By Cory Doctorow at 11:04 pm Wed, Mar 6, 2013
I am glad you reminded me of Sugru – I clicked on the link and Lo! did see a shoe pimped with Sugru. I have a boot with abrasion issues in one spot, was looking at it yesterday, pondering how the devil to fix it. Now I know.
Mysteriously, this was yet another BoingBoing coincidence with my life. Is it celestial, or am I to suffer a Trumanesque bump into the dome at some point??
Sugru actually works really well for abrasion issues in shoes. To get an extra smooth surface, rub the freshly applied sugru with a finger dipped in water.
Just want to caution people to read and follow the directions before buying/using sugru. The disclaimers about shelf life and curing time are not just boilerplate – opened packets will set up pretty quick no matter how tightly you seal them, and you can’t rush the curing process.
For those reasons – and the price – it’s not the right product for me. Not the mfr’s fault by any means, but be prepared.
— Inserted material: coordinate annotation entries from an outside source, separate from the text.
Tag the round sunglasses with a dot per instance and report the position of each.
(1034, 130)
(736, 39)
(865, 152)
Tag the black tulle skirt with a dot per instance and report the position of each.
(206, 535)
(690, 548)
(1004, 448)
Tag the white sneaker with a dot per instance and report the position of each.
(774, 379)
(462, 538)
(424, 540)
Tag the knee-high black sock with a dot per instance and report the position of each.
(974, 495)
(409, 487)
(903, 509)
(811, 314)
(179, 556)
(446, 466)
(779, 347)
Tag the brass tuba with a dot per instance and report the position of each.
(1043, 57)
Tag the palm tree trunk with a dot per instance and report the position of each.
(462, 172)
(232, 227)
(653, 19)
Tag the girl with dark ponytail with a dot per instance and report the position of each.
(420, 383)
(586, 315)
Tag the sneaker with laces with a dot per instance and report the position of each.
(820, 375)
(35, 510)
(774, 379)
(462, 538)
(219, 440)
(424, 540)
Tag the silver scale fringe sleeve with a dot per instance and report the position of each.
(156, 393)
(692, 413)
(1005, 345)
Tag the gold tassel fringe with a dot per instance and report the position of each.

Just purchase the cheapest acidic silicone and mix it with a fine cornstarch 1:1 (measured by volume). Use wet hands for kneading and shaping. Works wonderfully for a small fraction of price, and opened cartouche of silicone has relatively long shelf life.
I have used shoe goo for repairing my shoes, is this related?
OK, I should have googled this before posting. It doesn’t seem to be the same company (but I haven’t ruled it out). I expect Sugru was inspired by Shoe Goo. I have used Shoe Goo for shoes, certainly, but also for other things. When my wireframes broke where the temple (almost) meets the lens, I used SG, it had a transparent light gold color, so it was hardly noticeable, and I used it for a couple years. I also used it to bond a rubber furniture stop to the peg of my upright bass. It lasted about three years, the furniture stop that is. It’s been three or four since the stop gave out, but the SG is still going fine.